Working with Lexicons

Terminology

In Wn, the following terminology is used:

lexicon

An inventory of words, senses, synsets, relations, etc. that share a namespace (i.e., that can refer to each other).

wordnet

A group of lexicons (but usually just one).

resource

A file containing lexicons.

package

A directory containing a resource and optionally some metadata files.

collection

A directory containing packages and optionally some metadata files.

project

A general term for a resource, package, or collection, particularly pertaining to its creation, maintenance, and distribution.

In general, each resource contains one lexicon.

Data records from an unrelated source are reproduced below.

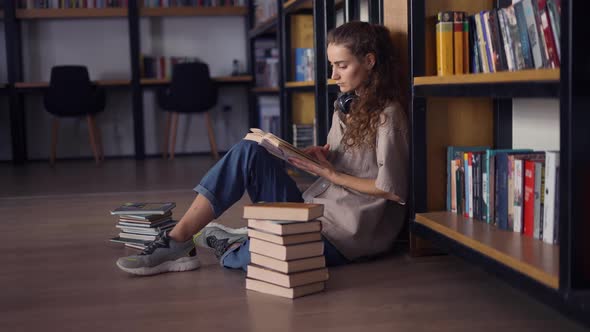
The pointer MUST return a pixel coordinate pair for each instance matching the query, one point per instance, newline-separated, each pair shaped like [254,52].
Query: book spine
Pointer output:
[466,49]
[529,198]
[555,25]
[524,35]
[507,40]
[553,59]
[485,27]
[517,196]
[551,165]
[444,43]
[482,45]
[502,191]
[533,33]
[458,42]
[538,207]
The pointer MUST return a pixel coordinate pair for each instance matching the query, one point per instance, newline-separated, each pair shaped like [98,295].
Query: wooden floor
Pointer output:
[58,271]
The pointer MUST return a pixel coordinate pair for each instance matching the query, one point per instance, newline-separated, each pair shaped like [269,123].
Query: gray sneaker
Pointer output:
[219,237]
[162,255]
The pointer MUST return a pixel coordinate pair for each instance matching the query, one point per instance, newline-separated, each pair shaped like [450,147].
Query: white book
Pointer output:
[549,217]
[518,198]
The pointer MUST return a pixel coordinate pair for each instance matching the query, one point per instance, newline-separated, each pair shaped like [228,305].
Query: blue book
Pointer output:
[456,152]
[485,37]
[501,199]
[487,178]
[524,35]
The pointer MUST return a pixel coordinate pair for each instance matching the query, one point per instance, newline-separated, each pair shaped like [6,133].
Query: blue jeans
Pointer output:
[248,166]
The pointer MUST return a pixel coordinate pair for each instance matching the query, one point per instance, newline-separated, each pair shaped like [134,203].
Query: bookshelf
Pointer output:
[29,14]
[195,11]
[476,110]
[144,82]
[133,82]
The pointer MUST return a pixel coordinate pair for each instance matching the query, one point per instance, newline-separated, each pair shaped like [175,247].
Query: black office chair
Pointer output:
[71,94]
[191,91]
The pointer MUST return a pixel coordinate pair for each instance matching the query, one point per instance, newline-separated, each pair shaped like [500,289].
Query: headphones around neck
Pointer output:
[345,100]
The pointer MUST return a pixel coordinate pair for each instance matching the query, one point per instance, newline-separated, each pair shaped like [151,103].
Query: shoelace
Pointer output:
[219,245]
[160,241]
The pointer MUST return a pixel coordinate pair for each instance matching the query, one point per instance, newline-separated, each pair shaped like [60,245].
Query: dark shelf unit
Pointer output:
[559,276]
[12,20]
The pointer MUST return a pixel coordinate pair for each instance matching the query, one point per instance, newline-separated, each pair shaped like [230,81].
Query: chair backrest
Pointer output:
[192,89]
[70,91]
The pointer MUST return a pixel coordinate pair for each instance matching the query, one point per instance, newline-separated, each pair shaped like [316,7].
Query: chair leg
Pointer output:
[211,136]
[54,129]
[99,143]
[92,136]
[166,136]
[174,128]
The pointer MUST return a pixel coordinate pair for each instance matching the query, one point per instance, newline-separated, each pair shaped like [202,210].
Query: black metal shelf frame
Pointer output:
[573,295]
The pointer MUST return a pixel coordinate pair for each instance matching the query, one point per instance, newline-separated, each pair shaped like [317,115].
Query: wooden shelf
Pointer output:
[40,85]
[295,5]
[302,84]
[528,256]
[539,75]
[219,79]
[541,83]
[195,11]
[265,90]
[268,26]
[70,13]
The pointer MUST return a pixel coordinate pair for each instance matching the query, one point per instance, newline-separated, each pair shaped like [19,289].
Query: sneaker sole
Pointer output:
[235,231]
[179,265]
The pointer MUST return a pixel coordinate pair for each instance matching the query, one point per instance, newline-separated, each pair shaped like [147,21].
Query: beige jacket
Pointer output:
[357,224]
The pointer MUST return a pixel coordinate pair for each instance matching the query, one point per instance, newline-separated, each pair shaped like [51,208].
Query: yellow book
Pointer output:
[444,44]
[466,59]
[458,47]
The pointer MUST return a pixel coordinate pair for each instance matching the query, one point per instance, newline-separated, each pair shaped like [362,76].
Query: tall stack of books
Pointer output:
[286,248]
[139,223]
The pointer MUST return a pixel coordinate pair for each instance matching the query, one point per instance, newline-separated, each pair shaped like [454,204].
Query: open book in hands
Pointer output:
[278,147]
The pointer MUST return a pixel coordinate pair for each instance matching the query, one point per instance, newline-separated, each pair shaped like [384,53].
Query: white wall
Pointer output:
[216,41]
[103,46]
[535,124]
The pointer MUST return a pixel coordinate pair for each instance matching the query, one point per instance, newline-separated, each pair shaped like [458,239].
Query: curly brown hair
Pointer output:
[382,86]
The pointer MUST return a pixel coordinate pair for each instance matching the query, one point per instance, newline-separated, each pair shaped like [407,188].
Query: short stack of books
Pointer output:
[139,223]
[286,248]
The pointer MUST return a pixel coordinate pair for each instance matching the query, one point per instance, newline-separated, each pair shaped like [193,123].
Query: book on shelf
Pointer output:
[146,218]
[137,236]
[60,4]
[507,188]
[286,239]
[286,253]
[277,146]
[297,265]
[118,239]
[136,223]
[144,208]
[291,293]
[287,280]
[153,230]
[524,35]
[286,211]
[279,227]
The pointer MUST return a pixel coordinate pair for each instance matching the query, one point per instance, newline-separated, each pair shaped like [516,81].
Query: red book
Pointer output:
[529,197]
[548,33]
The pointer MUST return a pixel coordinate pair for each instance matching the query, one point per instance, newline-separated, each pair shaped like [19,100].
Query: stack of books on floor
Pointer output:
[139,223]
[286,249]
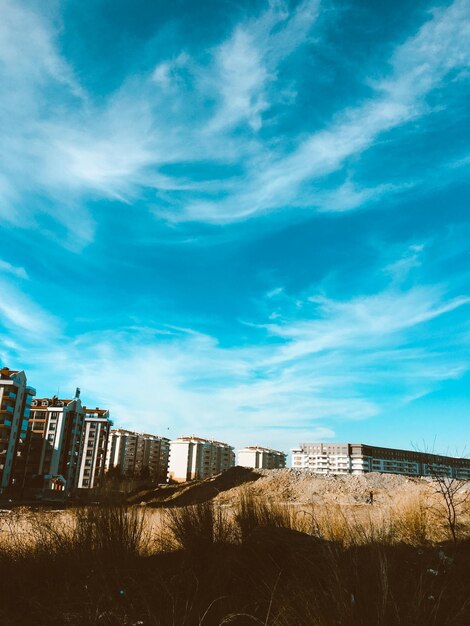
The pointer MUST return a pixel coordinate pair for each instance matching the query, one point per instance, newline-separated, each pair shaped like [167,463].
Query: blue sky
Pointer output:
[244,220]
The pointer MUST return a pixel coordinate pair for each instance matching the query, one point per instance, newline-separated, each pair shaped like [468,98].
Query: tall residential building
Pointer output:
[96,427]
[352,458]
[15,402]
[258,457]
[53,443]
[138,454]
[195,458]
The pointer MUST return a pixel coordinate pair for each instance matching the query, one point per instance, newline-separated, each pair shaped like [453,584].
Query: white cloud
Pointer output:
[418,67]
[8,268]
[323,362]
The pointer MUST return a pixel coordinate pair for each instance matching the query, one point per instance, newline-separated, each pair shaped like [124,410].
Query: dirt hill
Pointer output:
[289,486]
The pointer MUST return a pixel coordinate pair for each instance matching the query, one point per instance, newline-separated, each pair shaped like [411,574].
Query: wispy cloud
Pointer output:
[418,66]
[324,360]
[196,109]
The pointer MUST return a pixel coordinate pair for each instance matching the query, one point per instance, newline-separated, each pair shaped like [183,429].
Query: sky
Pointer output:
[245,220]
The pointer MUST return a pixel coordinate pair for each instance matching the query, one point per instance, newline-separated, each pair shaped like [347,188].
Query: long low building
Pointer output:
[358,458]
[258,457]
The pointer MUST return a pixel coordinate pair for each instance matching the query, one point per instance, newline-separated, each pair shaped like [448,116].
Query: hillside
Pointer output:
[289,486]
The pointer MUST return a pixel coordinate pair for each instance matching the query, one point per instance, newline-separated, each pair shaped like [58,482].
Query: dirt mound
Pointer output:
[300,487]
[196,491]
[306,487]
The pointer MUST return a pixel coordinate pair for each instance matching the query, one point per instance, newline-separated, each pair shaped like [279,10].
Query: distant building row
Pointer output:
[59,444]
[352,458]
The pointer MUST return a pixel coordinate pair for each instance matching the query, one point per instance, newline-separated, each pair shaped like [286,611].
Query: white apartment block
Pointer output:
[194,458]
[96,427]
[258,457]
[15,403]
[136,454]
[350,458]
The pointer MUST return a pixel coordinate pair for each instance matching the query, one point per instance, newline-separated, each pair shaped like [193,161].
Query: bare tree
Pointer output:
[453,489]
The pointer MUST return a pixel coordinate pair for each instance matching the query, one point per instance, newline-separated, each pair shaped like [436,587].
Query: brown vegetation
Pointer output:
[251,562]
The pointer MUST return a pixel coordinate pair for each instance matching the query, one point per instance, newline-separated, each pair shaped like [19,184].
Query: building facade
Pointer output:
[95,436]
[350,458]
[194,458]
[15,404]
[258,457]
[53,443]
[138,454]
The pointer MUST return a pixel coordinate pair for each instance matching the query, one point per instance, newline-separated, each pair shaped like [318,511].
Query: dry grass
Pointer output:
[255,563]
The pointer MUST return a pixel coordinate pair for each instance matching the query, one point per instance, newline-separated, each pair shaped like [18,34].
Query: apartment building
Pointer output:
[138,454]
[195,458]
[53,443]
[350,458]
[96,428]
[15,403]
[262,458]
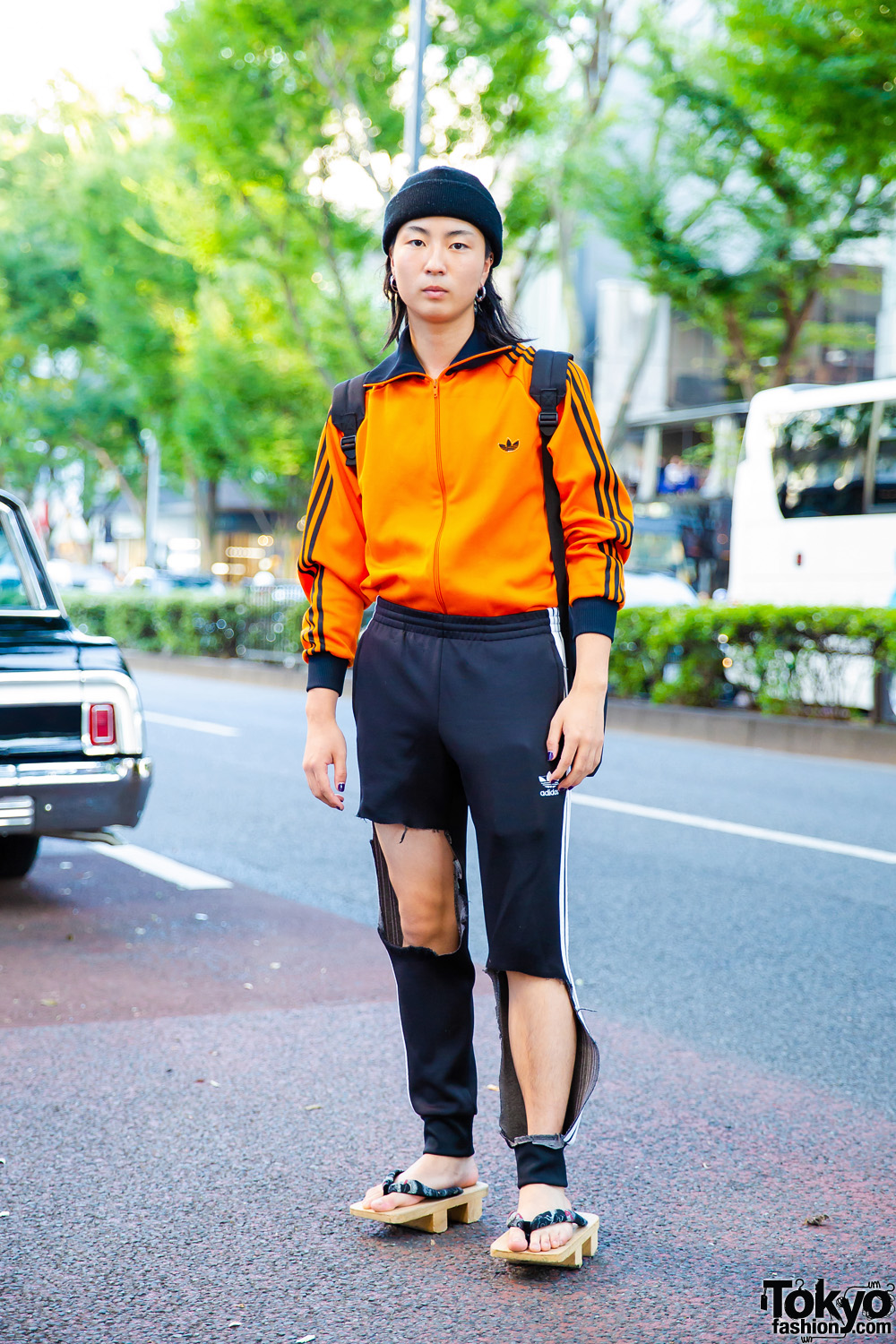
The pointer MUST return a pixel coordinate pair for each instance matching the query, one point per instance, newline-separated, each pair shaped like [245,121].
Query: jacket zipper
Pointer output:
[438,464]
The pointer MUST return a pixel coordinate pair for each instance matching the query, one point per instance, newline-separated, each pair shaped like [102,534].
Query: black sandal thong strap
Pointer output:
[547,1219]
[417,1187]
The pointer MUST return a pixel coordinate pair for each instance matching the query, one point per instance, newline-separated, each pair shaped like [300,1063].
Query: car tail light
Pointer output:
[102,725]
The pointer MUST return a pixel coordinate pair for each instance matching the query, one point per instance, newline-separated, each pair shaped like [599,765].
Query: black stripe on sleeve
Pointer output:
[624,529]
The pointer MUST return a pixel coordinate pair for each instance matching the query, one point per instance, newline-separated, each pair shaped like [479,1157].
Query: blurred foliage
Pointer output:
[763,150]
[183,624]
[788,659]
[209,271]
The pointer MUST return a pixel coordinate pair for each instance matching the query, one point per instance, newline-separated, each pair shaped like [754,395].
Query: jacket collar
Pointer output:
[474,351]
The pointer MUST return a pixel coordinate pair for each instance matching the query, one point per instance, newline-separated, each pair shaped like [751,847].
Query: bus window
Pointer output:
[820,461]
[885,464]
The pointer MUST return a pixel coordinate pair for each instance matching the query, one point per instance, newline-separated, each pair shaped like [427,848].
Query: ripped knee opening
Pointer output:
[390,917]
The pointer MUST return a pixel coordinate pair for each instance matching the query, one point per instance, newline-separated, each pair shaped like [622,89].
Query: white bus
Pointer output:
[814,499]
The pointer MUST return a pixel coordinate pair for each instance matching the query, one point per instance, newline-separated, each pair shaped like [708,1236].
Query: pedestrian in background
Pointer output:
[460,693]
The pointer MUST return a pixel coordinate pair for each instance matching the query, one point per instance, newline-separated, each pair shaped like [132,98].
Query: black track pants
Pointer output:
[452,712]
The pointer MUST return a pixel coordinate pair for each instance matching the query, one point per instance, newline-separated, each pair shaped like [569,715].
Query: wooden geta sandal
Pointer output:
[452,1203]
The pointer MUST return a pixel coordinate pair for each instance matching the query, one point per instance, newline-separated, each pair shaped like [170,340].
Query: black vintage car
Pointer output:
[72,737]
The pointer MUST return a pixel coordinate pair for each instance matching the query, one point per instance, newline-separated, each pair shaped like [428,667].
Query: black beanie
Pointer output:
[445,191]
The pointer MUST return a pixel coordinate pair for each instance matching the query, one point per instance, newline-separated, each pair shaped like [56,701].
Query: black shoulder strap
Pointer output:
[349,413]
[548,387]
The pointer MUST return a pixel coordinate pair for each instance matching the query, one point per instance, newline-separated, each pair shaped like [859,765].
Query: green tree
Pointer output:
[753,172]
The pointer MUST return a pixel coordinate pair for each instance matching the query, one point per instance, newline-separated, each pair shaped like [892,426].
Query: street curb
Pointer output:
[726,728]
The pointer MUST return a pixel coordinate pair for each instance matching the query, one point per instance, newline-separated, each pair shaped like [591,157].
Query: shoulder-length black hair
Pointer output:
[490,314]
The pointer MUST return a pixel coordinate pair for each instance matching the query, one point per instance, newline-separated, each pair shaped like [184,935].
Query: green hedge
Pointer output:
[217,626]
[780,656]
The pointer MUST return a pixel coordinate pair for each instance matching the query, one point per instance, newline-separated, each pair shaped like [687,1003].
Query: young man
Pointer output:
[460,690]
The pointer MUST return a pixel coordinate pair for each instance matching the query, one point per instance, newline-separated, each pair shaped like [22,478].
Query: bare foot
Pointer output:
[533,1201]
[433,1169]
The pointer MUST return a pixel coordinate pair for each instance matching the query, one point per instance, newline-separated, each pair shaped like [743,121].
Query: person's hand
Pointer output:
[324,747]
[579,719]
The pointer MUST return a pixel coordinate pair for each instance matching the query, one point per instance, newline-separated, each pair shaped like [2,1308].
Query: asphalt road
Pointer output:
[198,1081]
[763,952]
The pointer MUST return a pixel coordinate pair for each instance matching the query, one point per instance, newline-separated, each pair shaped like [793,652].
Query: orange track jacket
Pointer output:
[446,511]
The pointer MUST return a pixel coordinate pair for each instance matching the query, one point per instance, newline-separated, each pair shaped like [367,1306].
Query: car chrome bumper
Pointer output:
[54,797]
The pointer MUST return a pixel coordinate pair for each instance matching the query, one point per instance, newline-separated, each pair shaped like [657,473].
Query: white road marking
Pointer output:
[172,720]
[161,867]
[737,828]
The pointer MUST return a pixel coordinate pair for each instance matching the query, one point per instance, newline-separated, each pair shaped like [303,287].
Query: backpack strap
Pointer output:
[548,387]
[349,413]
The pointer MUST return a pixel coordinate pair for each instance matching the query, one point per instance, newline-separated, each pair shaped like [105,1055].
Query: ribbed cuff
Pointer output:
[594,616]
[540,1166]
[328,671]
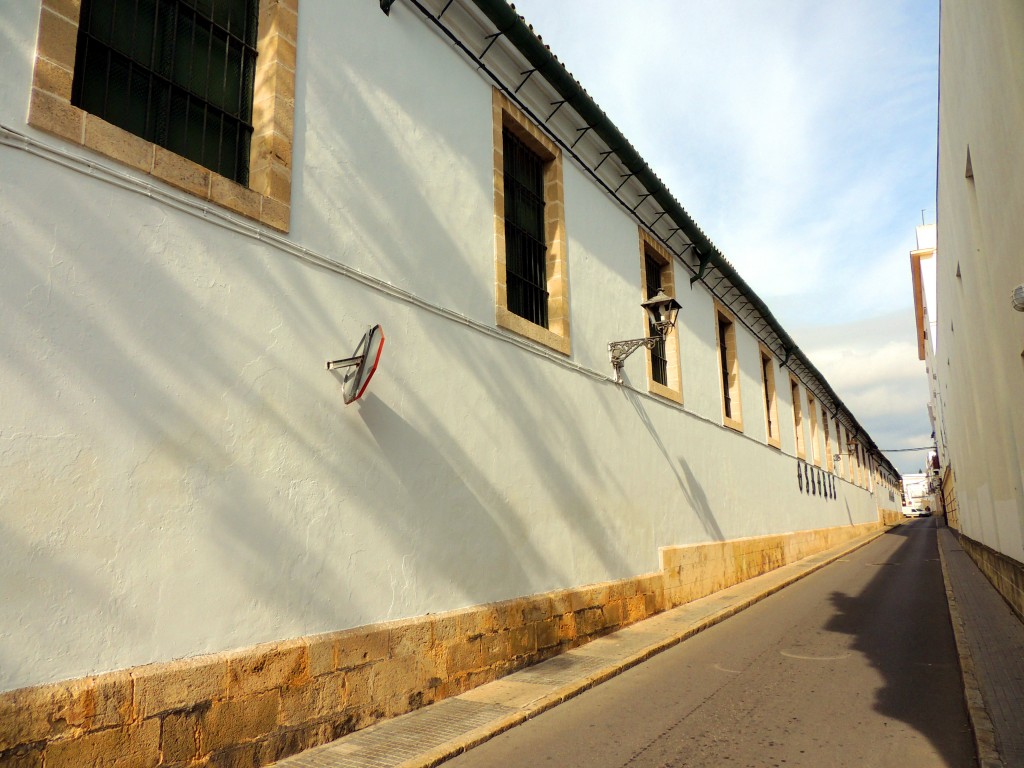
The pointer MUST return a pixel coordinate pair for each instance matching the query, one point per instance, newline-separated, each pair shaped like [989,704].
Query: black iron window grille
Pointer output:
[766,381]
[177,73]
[724,326]
[658,358]
[525,246]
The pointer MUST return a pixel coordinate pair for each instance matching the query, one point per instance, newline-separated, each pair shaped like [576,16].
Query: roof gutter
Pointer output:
[511,26]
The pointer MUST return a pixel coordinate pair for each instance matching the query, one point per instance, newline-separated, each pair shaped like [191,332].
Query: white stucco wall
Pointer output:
[980,339]
[178,473]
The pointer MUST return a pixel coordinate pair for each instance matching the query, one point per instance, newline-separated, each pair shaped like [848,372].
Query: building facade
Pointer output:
[206,553]
[976,359]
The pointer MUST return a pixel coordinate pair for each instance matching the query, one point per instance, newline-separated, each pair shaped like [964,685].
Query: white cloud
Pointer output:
[801,137]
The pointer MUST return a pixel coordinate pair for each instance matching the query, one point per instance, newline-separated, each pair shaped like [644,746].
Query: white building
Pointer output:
[197,530]
[976,369]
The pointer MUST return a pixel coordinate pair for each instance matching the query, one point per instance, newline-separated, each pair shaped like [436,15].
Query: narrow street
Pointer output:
[854,666]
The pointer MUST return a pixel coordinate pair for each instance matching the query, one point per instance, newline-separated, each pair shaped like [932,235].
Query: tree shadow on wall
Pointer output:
[690,487]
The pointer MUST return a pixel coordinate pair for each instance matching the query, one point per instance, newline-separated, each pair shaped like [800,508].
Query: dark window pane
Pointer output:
[178,73]
[658,357]
[525,256]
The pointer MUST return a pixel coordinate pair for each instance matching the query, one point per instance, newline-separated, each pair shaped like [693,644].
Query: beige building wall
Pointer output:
[978,363]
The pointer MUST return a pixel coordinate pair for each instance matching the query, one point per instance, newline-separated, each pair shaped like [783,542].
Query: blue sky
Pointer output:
[801,136]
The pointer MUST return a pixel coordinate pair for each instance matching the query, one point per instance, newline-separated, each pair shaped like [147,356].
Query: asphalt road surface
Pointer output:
[853,666]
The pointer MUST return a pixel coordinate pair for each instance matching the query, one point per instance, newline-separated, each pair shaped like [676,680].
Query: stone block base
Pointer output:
[258,705]
[1006,573]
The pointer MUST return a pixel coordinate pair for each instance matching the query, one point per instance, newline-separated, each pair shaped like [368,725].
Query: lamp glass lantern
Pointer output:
[662,310]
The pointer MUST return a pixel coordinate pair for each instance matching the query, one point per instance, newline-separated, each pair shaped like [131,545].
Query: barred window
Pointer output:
[176,73]
[658,357]
[724,354]
[524,238]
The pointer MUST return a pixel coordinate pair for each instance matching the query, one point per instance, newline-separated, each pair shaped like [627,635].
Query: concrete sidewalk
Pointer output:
[989,640]
[990,643]
[432,734]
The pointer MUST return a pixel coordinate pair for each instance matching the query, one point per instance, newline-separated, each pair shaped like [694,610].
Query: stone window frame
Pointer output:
[266,199]
[770,397]
[657,252]
[812,417]
[506,116]
[731,363]
[798,419]
[829,462]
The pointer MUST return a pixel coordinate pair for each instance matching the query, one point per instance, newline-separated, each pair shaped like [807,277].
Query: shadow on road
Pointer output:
[900,622]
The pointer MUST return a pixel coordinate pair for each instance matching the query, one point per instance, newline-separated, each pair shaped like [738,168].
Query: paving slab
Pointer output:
[429,736]
[990,644]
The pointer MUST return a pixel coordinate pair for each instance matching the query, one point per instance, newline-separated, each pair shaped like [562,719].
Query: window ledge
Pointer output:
[522,327]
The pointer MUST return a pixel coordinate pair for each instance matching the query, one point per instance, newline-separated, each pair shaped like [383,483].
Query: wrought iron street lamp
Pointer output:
[663,310]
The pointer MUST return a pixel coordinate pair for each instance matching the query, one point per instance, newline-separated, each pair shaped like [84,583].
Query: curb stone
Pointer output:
[981,723]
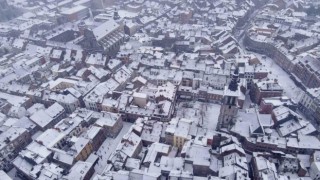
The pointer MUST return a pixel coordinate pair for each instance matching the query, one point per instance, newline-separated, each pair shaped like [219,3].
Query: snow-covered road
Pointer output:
[109,146]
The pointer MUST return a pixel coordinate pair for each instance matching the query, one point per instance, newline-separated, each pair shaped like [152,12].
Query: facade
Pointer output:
[265,89]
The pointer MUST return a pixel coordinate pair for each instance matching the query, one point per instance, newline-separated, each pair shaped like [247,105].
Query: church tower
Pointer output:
[229,107]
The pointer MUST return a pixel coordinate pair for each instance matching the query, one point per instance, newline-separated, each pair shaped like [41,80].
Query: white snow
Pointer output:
[195,109]
[108,147]
[290,88]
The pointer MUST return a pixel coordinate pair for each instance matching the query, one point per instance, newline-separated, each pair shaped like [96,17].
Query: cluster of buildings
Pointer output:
[159,89]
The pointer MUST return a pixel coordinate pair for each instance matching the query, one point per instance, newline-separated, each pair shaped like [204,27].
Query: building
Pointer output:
[75,13]
[229,108]
[265,89]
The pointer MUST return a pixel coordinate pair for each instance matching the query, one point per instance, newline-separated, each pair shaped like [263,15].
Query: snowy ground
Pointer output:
[109,146]
[12,174]
[290,88]
[276,72]
[193,110]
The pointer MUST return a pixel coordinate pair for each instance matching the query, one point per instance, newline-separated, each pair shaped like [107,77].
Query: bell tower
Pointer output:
[229,107]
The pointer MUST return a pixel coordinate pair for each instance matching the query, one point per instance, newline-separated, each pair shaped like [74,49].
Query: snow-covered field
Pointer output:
[199,111]
[109,146]
[276,72]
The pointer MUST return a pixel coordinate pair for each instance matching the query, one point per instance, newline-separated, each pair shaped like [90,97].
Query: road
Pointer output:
[109,146]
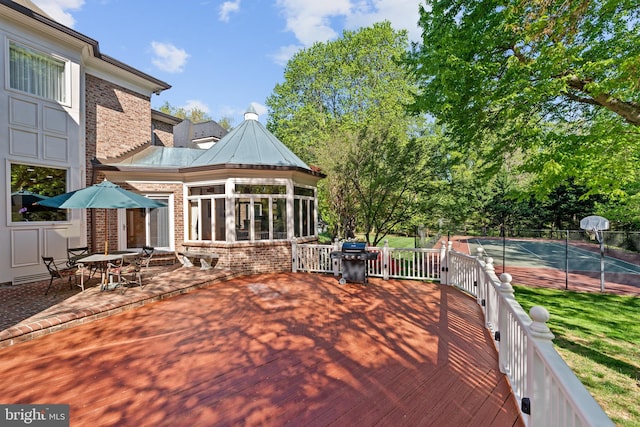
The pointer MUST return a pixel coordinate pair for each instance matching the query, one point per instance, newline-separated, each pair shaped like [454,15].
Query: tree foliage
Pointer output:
[342,107]
[554,80]
[195,115]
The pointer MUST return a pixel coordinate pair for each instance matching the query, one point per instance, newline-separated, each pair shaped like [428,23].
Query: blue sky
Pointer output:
[220,56]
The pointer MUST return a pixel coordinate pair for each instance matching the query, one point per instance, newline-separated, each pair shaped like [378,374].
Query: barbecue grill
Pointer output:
[354,257]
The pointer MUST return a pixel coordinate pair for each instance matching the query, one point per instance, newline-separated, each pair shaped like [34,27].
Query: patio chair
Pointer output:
[74,254]
[144,261]
[59,273]
[124,272]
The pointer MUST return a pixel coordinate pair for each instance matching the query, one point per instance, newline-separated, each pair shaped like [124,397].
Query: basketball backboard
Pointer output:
[594,223]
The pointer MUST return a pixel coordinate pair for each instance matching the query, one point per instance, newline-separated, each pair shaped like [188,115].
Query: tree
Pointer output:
[557,80]
[341,107]
[195,115]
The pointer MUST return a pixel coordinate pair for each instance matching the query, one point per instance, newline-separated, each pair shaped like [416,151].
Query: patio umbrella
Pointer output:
[105,195]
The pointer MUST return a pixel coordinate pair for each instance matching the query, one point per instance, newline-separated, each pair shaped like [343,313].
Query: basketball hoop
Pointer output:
[594,225]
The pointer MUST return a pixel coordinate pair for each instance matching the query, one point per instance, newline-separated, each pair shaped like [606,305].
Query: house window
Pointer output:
[30,184]
[149,226]
[37,73]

For large projects like the Open English WordNet, that lexicon is also a wordnet on its own. For a collection like the Open Multilingual Wordnet, most lexicons do not include relations as they are instead expected to use those from the OMW's included English wordnet, which is derived from the Princeton WordNet. As such, a wordnet for these sub-projects is best thought of as the grouping of the lexicon with the lexicon providing the relations.

Lexicon and Project Specifiers

Wn uses lexicon specifiers to deal with the possibility of having multiple lexicons and multiple versions of lexicons loaded in the same database. The specifiers are the joining of a lexicon's name (ID) and version, delimited by :. Here are the possible forms:

*           -- any/all lexicons
id          -- the most recently added lexicon with the given id
id:*        -- all lexicons with the given id
id:version  -- the lexicon with the given id and version
*:version   -- all lexicons with the given version

For example, if ewn:2020 was installed followed by ewn:2019, then ewn would specify the 2019 version, ewn:* would specify both versions, and ewn:2020 would specify the 2020 version.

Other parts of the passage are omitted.